You continually remind your viewers of the very low price that coffee commands at international exchanges. But this is the free market system at work (at a Q&A session subsequent to the first screening, you admitted that you know nothing about price fixing or other artificial mechanisms that may be driving the price of coffee lower) and the way to get around this problem is to somehow raise the perceived value of the product (what a shame you don't spend more time discussing this!) so that it commands a greater price or stop producing what you can't get enough money for! You did point out that some coffee growers also grow khat but you somehow made it sound like this was a negative thing even though it clearly commands a far greater price than does coffee.
Throughout the movie, you give prominence to the idea of paying Fair Trade prices for Ethiopian coffee where these prices are somewhat arbitrarily set to include enough for set asides to build schools and benefit the coffee grower communities in other ways. Well guess what you just did? After spending a good part of the movie criticizing subsidies (and rightly so!), it turns out that you actually support subsidies after all because Fair Trade (in some measure) is clearly another subsidy! Not to mention that it is of course a subsidy that depends almost entirely on consumer goodwill towards it and in any case is unsustainable because it is quite unlikely that the top (by volume) coffee producers in the world are going to either need or subscribe to it. This basically means that given an exclusive focus on Fair Trade as the silver bullet for all the issues ailing coffee growers in developing countries, there will always be a plentiful supply of coffee at lower prices with equal if not better quality than what they make available.
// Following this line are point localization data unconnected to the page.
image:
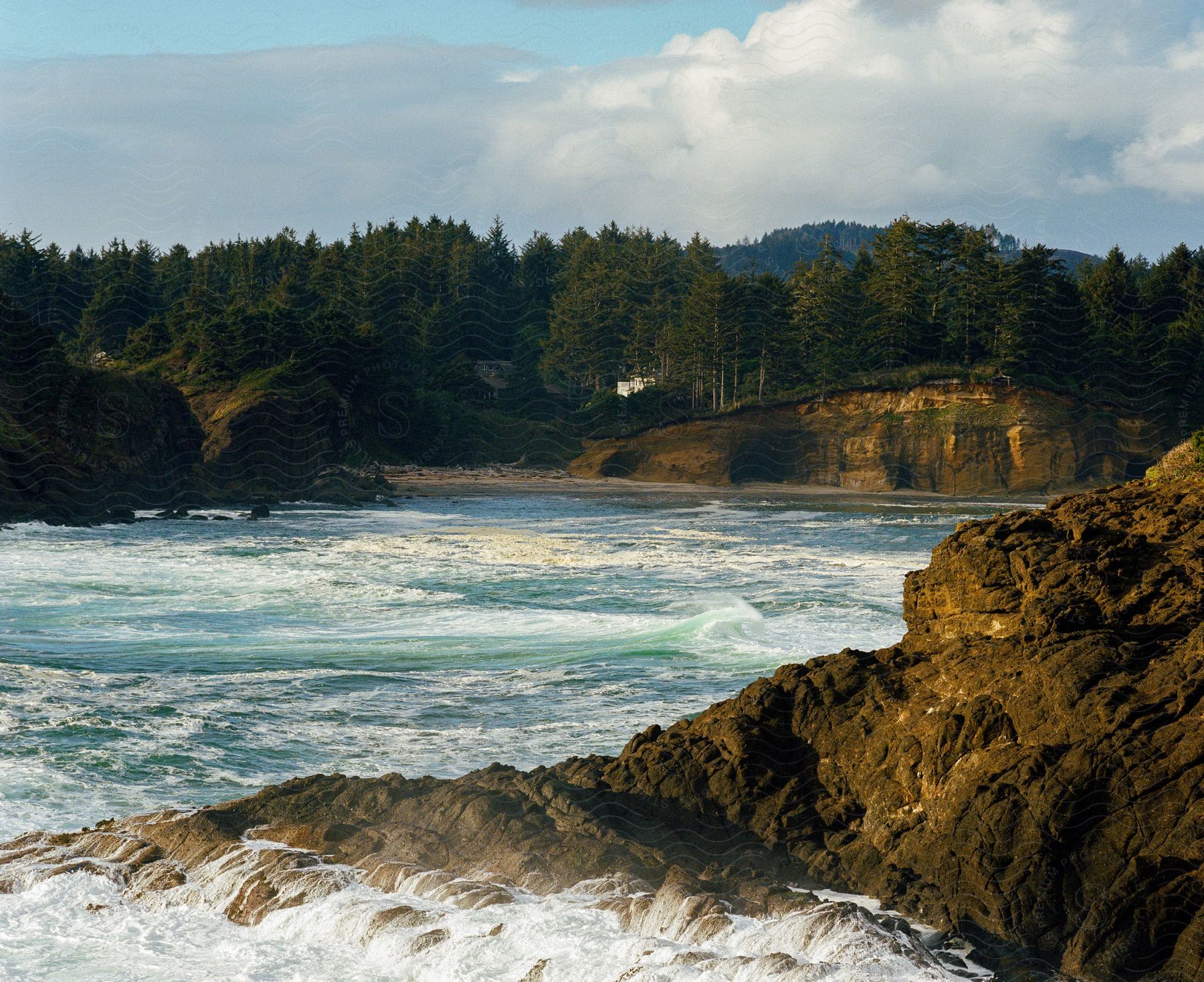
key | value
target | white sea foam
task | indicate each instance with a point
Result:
(180, 664)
Hardly a sustainable business model! Let me say that I do endorse many of the principles inherent in Fair Trade but it cannot be divorced from the reality of free market economics especially within the context of large and well established competitors that have no interest in it.
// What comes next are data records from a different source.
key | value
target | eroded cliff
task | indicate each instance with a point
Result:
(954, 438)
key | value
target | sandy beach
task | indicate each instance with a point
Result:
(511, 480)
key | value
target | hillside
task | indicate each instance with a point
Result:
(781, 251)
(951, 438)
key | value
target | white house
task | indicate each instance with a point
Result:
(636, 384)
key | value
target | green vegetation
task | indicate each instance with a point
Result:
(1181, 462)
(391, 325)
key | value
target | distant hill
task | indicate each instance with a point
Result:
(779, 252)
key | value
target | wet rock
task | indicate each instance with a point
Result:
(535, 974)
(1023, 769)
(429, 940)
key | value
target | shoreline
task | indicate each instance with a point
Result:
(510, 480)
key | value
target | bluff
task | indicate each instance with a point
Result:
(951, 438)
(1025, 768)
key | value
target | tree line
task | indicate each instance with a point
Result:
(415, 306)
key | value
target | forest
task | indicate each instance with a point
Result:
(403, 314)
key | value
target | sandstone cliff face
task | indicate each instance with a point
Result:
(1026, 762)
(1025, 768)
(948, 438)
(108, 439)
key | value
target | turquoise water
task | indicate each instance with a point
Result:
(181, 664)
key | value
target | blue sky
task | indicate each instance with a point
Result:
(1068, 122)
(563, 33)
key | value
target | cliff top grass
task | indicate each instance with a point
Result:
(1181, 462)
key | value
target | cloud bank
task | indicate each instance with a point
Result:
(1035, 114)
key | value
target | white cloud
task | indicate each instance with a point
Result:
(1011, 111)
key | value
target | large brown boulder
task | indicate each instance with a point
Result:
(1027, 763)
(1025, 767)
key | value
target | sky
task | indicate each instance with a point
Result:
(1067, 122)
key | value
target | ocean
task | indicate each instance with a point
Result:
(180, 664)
Worst of all were the repetitive references to poverty in Ethiopia including depictions of the food shortage crisis a few years ago liberally interspersed with footage of coffee drinkers in developed countries purchasing and enjoying their expensive cups of coffee. The implication that the plight of coffee growers in Ethiopia was a primary causative factor for that crisis or that the coffee drinkers shown should somehow feel guilty about enjoying their 'expensive' purchases is not just the wrong message to send, it is borderline inexcusable and shameless pandering to the sympathies of your viewers in an attempt to promote your views.
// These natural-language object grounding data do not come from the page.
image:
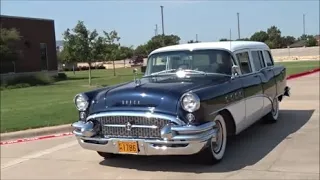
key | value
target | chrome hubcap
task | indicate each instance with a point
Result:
(219, 140)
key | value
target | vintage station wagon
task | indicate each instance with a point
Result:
(191, 99)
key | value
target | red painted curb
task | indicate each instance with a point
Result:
(303, 73)
(70, 133)
(35, 138)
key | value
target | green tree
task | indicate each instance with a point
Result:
(192, 41)
(287, 41)
(9, 39)
(260, 36)
(82, 45)
(111, 48)
(311, 41)
(224, 39)
(141, 50)
(274, 40)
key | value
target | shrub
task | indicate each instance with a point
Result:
(26, 81)
(60, 77)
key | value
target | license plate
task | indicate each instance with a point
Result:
(128, 147)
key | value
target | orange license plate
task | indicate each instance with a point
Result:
(128, 147)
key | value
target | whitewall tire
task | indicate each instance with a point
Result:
(273, 115)
(216, 149)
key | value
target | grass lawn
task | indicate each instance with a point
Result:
(41, 106)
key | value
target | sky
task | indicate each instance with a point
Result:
(135, 21)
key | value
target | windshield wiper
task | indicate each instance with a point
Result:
(195, 71)
(164, 71)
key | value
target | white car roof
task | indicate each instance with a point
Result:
(224, 45)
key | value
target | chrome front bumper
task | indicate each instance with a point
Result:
(175, 139)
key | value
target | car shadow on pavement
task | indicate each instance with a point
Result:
(245, 149)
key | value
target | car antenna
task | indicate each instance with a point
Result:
(136, 80)
(230, 38)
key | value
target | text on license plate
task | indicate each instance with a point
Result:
(128, 147)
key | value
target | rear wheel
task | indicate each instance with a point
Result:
(216, 149)
(107, 155)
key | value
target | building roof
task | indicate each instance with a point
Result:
(224, 45)
(29, 18)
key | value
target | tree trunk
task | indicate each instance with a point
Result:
(114, 69)
(89, 74)
(74, 72)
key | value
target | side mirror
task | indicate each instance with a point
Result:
(135, 70)
(235, 70)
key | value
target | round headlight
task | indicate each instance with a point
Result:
(190, 102)
(81, 102)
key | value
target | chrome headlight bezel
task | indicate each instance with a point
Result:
(193, 98)
(82, 99)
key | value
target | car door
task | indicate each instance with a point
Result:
(252, 88)
(267, 78)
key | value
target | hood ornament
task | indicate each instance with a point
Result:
(136, 80)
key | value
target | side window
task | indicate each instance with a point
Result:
(244, 61)
(268, 56)
(257, 59)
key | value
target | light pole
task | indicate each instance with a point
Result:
(156, 30)
(304, 25)
(238, 25)
(162, 20)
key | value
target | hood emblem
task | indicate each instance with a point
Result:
(128, 126)
(136, 80)
(130, 102)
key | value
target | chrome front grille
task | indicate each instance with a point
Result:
(145, 127)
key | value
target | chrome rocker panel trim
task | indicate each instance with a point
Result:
(187, 139)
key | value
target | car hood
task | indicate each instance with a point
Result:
(161, 94)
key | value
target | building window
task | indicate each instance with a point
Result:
(244, 61)
(268, 58)
(43, 56)
(257, 58)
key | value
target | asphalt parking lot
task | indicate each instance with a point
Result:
(288, 149)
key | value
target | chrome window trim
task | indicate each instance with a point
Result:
(174, 119)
It may surprise you to know that I am Ethiopian myself. I too am quite sensitive to the plight of our coffee growers and probably to a greater degree than yourself. Nor am I here in defense of large multinationals or Western policies on farm subsidies " in fact I am very much opposed to the latter. But I feel compelled to respond to the message in your film because I strongly believe it represents a very inaccurate diagnosis of the problems at hand and prescribes by implication impractical solutions to them. In fact, it is counterproductive to the extent that it has already prompted some of your viewers to view companies like Starbucks (one of the most important customers coffee growers in Ethiopia can hope to sell to!) as the villains and begin talking about boycotting them.
The real answer to these problems lies in better linkages to the right markets for Ethiopian coffee, improved interpretation of the signals they provide, raising the perceived intrinsic value of Ethiopian coffee and adding value to that before it's exported " in other words to become better competitors in the global market rather than being portrayed as victims of it.